Para indignação dos brasileiros que
respeitam a Constituição e os princípios e as normas nela consagrados,
autoridades públicas que deveriam
ser um padrão de dignidade e honestidade acobertam e auxiliam os grileiros das terras indígenas, simulando
preocupação com o Direito, a Justiça
e a soberania nacional, mas, na realidade, colaborando para a espoliação
do patrimônio público e a consumação de inconstitucionalidades.
Foi com a colaboração de autoridades públicas que invasores de áreas
indígenas criaram por lei estadual falsos municípios, sem existência legal,
pois não foram cumpridas as exigências expressas no artigo 18 da Constituição para a criação de municípios.
Uma vez mais o Supremo Tribunal
Federal deverá tomar uma decisão
em ação judicial movida com o propósito de anular a demarcação de área
indígena feita com absoluta regularidade, apoiada em laudo antropológico e rigorosamente dentro da lei.
Trata-se do caso da área indígena
Raposa/Serra do Sol, vizinha ao Estado de Roraima, há séculos ocupada
por etnias indígenas. A decisão que
for tomada poderá ter o efeito gravíssimo de anular todas as demarcações
de áreas indígenas feitas até hoje com
rigor técnico e estrita obediência a regras constitucionais e legais.
Se isso ocorrer, haverá muitos conflitos e as conseqüências poderão ser
gravíssimas, dando margem à acusação, já feita anteriormente, de que, no
Brasil, se pratica o genocídio indireto.
Se o STF cumprir sua função de guarda da Constituição, isso será evitado.

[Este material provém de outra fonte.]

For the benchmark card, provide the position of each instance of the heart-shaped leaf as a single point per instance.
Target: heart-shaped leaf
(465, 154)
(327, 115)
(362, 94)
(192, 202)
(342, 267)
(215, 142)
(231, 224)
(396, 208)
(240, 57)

Antes de tudo, dispõe a Constituição, no artigo 20, inciso XI, que são
bens da União "as terras tradicionalmente ocupadas pelos índios". No artigo 231, são fixadas duas normas fundamentais relativamente a essas terras que são de propriedade da União.
O parágrafo primeiro do artigo 231
deixa claro o sentido dessa ocupação:
"São terras tradicionalmente ocupadas pelos índios as por eles habitadas
em caráter permanente, as utilizadas
para suas atividades produtivas, as
imprescindíveis à preservação dos recursos ambientais necessários a seu
bem-estar e as necessárias a sua reprodução física e cultural, segundo
seus usos, costumes e tradições". O
parágrafo segundo dispõe: "As terras
tradicionalmente ocupadas pelos índios destinam-se a sua posse permanente, cabendo-lhes o usufruto exclusivo das riquezas do solo, dos rios e
dos lagos nelas existentes".
Como fica mais do que óbvio, a ocupação indígena não se limita aos agrupamentos das habitações em que dormem, mas abrange toda a área onde
os índios obtêm o indispensável para
sua sobrevivência digna, colhendo os
frutos da natureza, plantando, criando gado ou pescando, dependendo
das condições de cada região.
Além disso, é na área circundante
às habitações que o índio identifica,
colhe e utiliza plantas medicinais,
bem como o material necessário à
edificação das casas e à fabricação de
roupas, utensílios, enfeites e objetos
destinados aos seus rituais, como
também suas armas. Ainda mais, é
nesse espaço circundante que eles enterram os seus mortos, pelos quais
têm grande respeito e veneração.
Por tudo isso, a demarcação das terras indígenas é, necessariamente, de
áreas contínuas, em rigorosa obediência à norma constitucional que
define como indígenas todas as terras
tradicionalmente ocupadas pelos índios, não havendo um só caso de ocupação de "ilhas", deixando intervalos
vagos, sem ocupação, entre um e outro espaço ocupado por aldeamentos.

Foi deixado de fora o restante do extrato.